There has long been recognition for top career senior executives, called the Presidential Rank Award. The very top level winners are often personally presented their awards by the President. There is also a monetary award that goes with this recognition.
Vice President Gore created Hammer Awards, which were given to teams of employees whose work exemplified the principles of reinvention: putting customers first, cutting red tape, and empowering employees to get their work done. There was no money, just a hammer. There hasn’t been a similar award since 2001.
While having government recognize its own is important, it is equally important if not more so when the recognition comes from outside the executive branch. Interestingly, there has been an increase in recognition for civil servants in recent years.
Since 2002, the Partnership for Public Service has sponsored the prestigious Service to America Medal, which will be presented later this month. Last year, eight civil servants who have made a difference in the lives of others were recognized.
While it isn’t an award, the IBM Center started a weekly radio show ten years ago to learn from, and recognize, leaders and innovators in government. It also publishes a magazine twice a year with excerpts from these interviews that it then shares widely with their peers in government. The radio show has interviewed over 350 public managers over the years.
The Washington Post began a new weekly feature earlier this year, “Federal Players," where it profiles a little-known civil servant who has a big impact.
The latest – and possibly the most interesting – addition to this field comes from Senator Ted Kaufman, from Delaware. He has committed to tell the story of “Great Feds” -- individual civil servants who are making a difference. And he is telling these stories weekly from the floor of the Senate.

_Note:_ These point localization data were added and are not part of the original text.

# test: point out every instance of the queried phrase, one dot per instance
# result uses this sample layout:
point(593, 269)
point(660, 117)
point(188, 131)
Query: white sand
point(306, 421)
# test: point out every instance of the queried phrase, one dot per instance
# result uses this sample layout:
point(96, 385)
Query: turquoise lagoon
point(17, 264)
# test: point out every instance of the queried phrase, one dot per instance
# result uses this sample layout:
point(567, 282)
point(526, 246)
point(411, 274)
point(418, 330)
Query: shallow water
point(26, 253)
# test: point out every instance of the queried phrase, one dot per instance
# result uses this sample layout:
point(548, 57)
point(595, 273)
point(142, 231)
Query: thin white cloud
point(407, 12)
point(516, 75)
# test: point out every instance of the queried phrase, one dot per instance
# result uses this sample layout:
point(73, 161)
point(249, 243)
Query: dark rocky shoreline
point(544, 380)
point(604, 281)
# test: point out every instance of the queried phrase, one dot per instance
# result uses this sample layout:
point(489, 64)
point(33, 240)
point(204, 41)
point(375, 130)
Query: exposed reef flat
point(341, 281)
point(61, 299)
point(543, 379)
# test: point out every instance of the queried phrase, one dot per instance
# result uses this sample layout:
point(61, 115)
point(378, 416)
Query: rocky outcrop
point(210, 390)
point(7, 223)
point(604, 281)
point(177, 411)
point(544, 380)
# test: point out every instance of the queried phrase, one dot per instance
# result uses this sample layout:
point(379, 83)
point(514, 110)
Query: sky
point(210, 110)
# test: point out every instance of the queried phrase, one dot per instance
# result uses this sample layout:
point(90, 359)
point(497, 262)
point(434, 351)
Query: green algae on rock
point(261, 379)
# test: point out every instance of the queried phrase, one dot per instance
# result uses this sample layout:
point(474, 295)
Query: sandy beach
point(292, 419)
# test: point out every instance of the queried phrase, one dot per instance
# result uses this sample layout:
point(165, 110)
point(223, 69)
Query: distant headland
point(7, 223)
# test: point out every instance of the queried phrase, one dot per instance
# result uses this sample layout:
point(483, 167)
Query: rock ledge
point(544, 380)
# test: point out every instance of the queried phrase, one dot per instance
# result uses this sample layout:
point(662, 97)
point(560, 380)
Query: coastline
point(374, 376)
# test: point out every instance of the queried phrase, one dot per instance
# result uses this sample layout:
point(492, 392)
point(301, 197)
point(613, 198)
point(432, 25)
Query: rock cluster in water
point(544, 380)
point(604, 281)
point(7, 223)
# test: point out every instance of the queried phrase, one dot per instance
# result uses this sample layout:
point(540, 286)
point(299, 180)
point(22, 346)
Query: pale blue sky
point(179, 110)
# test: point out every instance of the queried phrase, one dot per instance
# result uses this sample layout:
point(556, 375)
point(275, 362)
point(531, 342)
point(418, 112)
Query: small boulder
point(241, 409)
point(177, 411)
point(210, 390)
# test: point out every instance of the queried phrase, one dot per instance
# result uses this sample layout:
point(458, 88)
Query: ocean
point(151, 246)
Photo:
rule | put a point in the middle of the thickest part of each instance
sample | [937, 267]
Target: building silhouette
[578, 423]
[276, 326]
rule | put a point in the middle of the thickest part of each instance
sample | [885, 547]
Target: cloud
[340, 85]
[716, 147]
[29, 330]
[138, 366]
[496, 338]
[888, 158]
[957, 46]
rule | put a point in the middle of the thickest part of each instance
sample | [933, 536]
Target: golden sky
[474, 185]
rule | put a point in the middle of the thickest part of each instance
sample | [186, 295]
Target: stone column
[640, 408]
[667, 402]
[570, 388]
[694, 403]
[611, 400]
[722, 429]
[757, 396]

Sen. Kaufman was a former civil servant and an aide to Vice President Joe Biden before being selected to complete the last two years of Biden’s Senate term. He has announced that he will not run for a full term, so he has nothing to prove. The Washington Post has dubbed him a “Champion of Civil Service” and quoted him as saying: "It's bothered me for the last almost 30 years that people just feel it's perfectly okay to denigrate federal employees," Kaufman said yesterday. "It really, really bothers me, because they do make incredible sacrifices."
The IBM Center has decided to re-post on its homepage a link to the short bios of civil servants selected by Sen. Kaufman for recognition. We hope you find a way to recognize them as well!